If you’re like me, you’re wondering if this might be a clever marketing ploy to upsell Equifax’s TrustedID Premier. Will victims be auto-enrolled for a monthly fee at some later point?
Victims’ rights unclear
Meanwhile, TrustedID signup requires that consumers agree to one of those nasty rip-off clauses that make them waive their right to join a class-action lawsuit. Would that waiver apply to this incident? I would hope not, but I’d sure not want to give a judge a chance to tell me I’m wrong.
We need answers to questions like these: Who were the hackers? What were their motives? What exactly was stolen? What is the chance something bad will happen to me? Why did you wait more than a month to tell me? And finally, the big one:
Protection service moot
What good will one year of your ID theft protection service do if a clever criminal has my Social Security number? SSNs are forever. One year of free service is the most token of token gestures.
It’s hard to believe anyone at the firm, after having a month to contemplate the impact of this hack, believed yesterday’s announcement would be sufficient. Consumers deserve answers now. Consumer lawsuits already have commenced. Congressional hearings should be held.
Companies must face real consequences
Most of all, real consumer protections need to be put in place with real pain for companies that engage in this kind of behavior. A token fine and a temporary “gift” of credit monitoring-plus is no punishment at all.
As a postscript to this story, here’s something you should know that was happening yesterday in the halls of Congress. A House committee was debating a bill that would limit consumers’ ability to sue credit bureaus and cap potential damages—and end punitive damages. The Orwellian name for that legislation is the “FCRA Liability Harmonization Act and the Facilitating Access to Credit Act.”

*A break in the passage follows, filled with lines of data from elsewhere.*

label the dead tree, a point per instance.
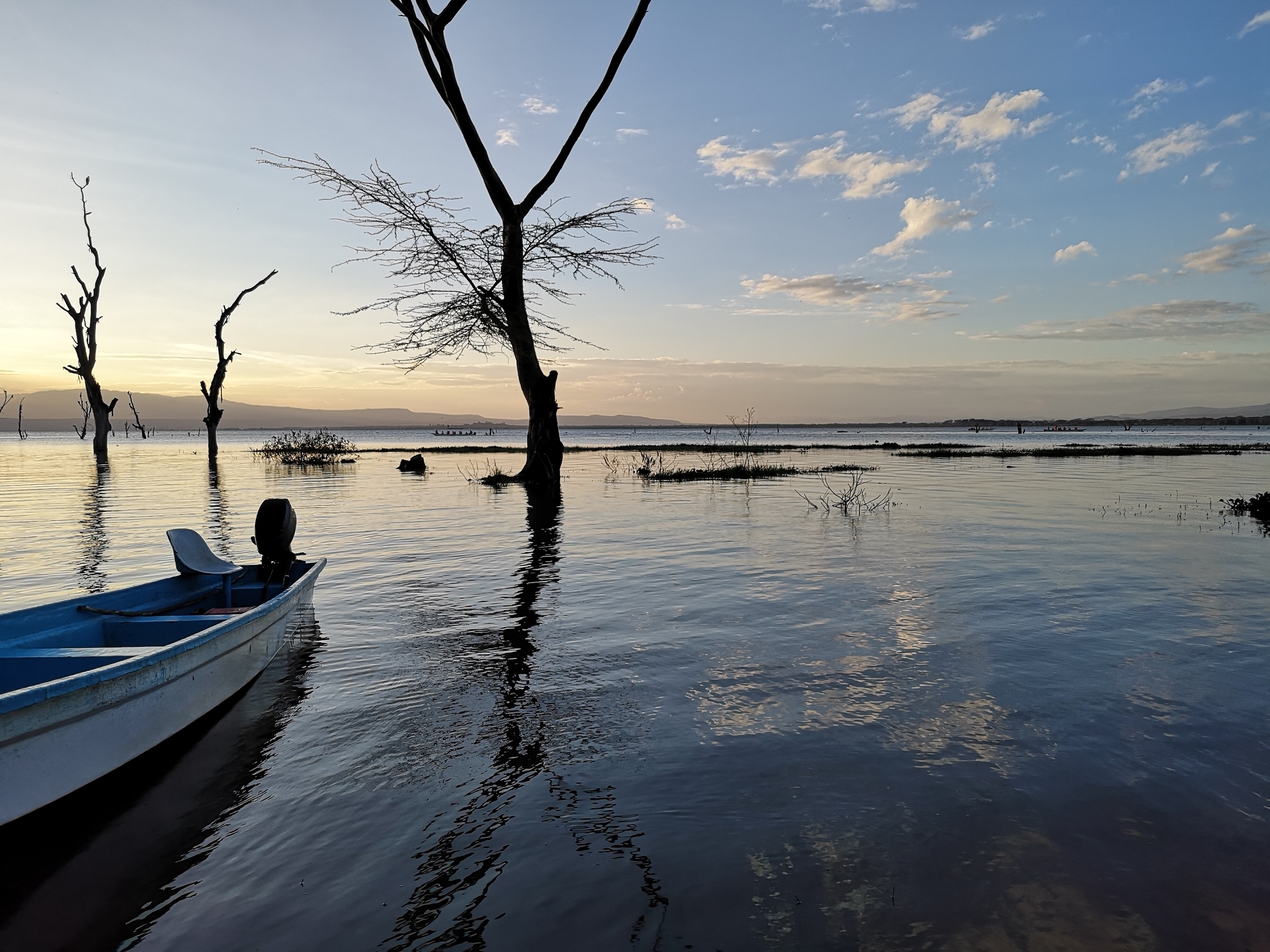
(213, 395)
(470, 286)
(138, 416)
(86, 317)
(86, 410)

Be wary when taking next steps
It’s still an OK idea to visit the Equifax site and see if you are in the at-risk pool. Doing so won’t do much for you, however. At the moment, I don’t recommend signing up for the firm’s ID theft service, at least not until we get more clear answers. Instead, do the things you should always do:
• Get a copy of your credit report every year
• Watch your mail for anything suspicious
• Check all your bank accounts at least weekly for signs of fraud
• Get your annual SSN benefits statement online and look for anything unusual
• Consider putting a security freeze on your credit file. The rules are different in each state.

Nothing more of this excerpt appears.